In this review I'll use the English language title for Victor Hugo's novel rather than the French one. One reason is that the word HUNCHBACK is easier to use as a short form for the title. But I also think it's a better title. Quasimodo is indubitably the novel's central icon, and as important as the 15th-century Parisian setting is, that importance is secondary. Supposedly foreign tourists became more interested in the Notre Dame cathedral after the publication of Hugo's novel. But I'd bet few tourists came to observe the cathedral's architectural wonders, but rather thought about the setting in which the pitiable hunchback came to his sad end.
In contrast to some 19th-century novels that I have frequently reread, like MOBY DICK and FRANKENSTEIN, I only read HUNCHBACK once before, thirty-forty years ago. I don't remember most of my impressions from the first reading. I had probably seen the classic 1939 movie adaptation and may have heard that it was not entirely faithful to the Hugo novel. I probably didn't know that Esmerelda too meets a terrible fate, and back then, I might have called that end "tragic." But on this reread, I realized that almost everything about the Hugo book is oriented toward the mythos Northrop Frye termed "irony." Esmerelda is the only character who incarnates any potential for good, and that means that she must be sacrificed to the stupidity and venality of 15th-century Paris. Quasimodo's claim to goodness is shakier, but he starts out with all the odds massed against him, so he too is doomed. Of the few characters in HUNCHBACK who prosper, all are utterly unworthy.Often HUNCHBACK has been adapted in other media that obscured the book's ironic mode, focusing on the pathos of Quasimodo rather than his inevitable doom. Some versions also give Esmerelda a "happy ending" with her beloved guardsman Phoebus, one of those worthless characters mentioned above. But I've yet to see a truly ironic version, one that follows the book in depicting the entire society as informed by cruelty and rapacity.

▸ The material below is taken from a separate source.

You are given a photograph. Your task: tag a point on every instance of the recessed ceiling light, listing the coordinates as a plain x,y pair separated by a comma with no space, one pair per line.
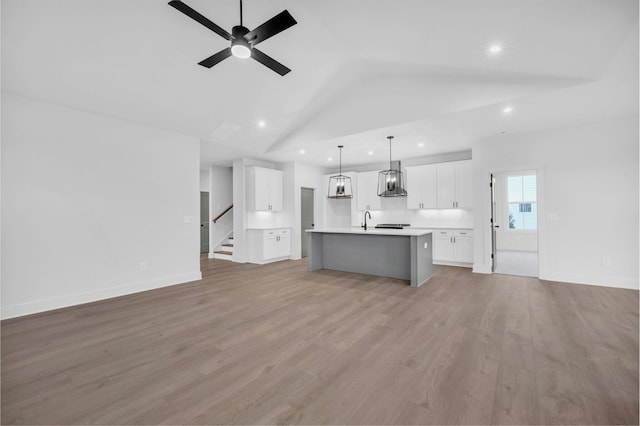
495,49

Usually all the negative aspects of Quasimodo's world are channeled into the hunchback's father-figure Frollo, who becomes obsessed with the beautiful Esmerelda's physical charms. Ironically, Esmerelda herself is no less captivated by beauty, becoming smitten with Phoebus for his looks (the reference to Apollo is a telling one). Quasimodo may be the one individual, even with his limited mentality, who appreciates Esmerelda as much for her kindness as for her beauty.

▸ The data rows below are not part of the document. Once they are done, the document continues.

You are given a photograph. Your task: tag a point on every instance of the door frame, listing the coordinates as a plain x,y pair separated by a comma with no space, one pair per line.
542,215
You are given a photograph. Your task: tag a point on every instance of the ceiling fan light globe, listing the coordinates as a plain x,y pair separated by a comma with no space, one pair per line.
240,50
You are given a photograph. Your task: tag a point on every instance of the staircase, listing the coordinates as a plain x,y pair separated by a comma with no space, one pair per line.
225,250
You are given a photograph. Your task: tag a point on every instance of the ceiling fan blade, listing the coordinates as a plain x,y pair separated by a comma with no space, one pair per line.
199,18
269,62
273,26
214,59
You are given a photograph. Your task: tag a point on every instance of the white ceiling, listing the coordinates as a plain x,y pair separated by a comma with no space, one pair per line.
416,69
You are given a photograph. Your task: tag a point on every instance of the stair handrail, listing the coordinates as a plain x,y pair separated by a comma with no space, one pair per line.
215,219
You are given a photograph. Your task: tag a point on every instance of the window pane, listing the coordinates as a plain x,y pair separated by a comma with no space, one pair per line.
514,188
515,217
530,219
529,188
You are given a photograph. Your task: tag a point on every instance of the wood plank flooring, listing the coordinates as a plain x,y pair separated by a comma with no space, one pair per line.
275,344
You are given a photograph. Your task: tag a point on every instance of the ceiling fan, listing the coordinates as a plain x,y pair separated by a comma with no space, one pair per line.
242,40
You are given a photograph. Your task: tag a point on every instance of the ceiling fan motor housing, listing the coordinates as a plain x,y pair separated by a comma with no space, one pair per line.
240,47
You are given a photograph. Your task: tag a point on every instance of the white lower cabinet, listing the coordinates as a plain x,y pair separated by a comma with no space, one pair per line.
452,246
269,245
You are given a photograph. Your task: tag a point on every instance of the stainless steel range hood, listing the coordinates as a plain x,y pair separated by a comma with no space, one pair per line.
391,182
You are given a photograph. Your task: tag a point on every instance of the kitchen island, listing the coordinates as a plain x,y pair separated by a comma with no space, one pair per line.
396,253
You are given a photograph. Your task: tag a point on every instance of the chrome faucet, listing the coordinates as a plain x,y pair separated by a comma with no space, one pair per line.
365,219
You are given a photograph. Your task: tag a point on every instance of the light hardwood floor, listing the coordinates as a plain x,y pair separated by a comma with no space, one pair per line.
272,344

Hugo is sometimes linked with the artistic movement called "Romanticism," but I don't think HUNCHBACK is a Romantic novel, as are both MOBY DICK and FRANKENSTEIN. It contains larger-than-life scenes that everyone with a basic education knows, like Quasimodo's public flogging and the mercy shown him by his sort-of victim Esmerelda, and the hunchback's dramatic rescue of Esmerelda from the hangman's noose. But HUNCHBACK also contains reams of incredibly prolix prose, as Hugo burns up space descanting on the foolishness of the Parisians, from the highest to the lowest. Hugo acts as if he thinks he invented satire, with the result that most of the other characters are superficial. HUNCHBACK is one of those rare novels which has become a sort of secular literary myth, at least in the sense that most people have at least a broad knowledge of its nature. Yet Hugo's mythopoeic powers are at odds when his didactic ones. For instance, one of the novel's most mythic moments takes place when one of Hugo's POV characters is victimized by the denizens of The Court of Miracles, possibly the first "city of thieves" in canonical literature. This is a great nightmarish scene, potentially portraying the thief-society as the inversion of normal Parisian existence. But once I saw that "overground" Paris was just as rotten and arbitrary as "underground" Paris, I felt that Hugo was making a very superficial equation between the two. In the end, HUNCHBACK is a classic novel that I can admire in many respects. But because of the conflict I perceive between Hugo's intellectual and imaginative powers, it's not a novel I like. Unlike most of the "monsters" who appeared first in 19th-century fiction, Quasimodo is never as imposing a menace as Dracula, the Frankenstein Monster or even Mister Hyde. I still believe he belongs to the domain of the uncanny because his crippled-yet-powerful status is not completely in the naturalistic mode.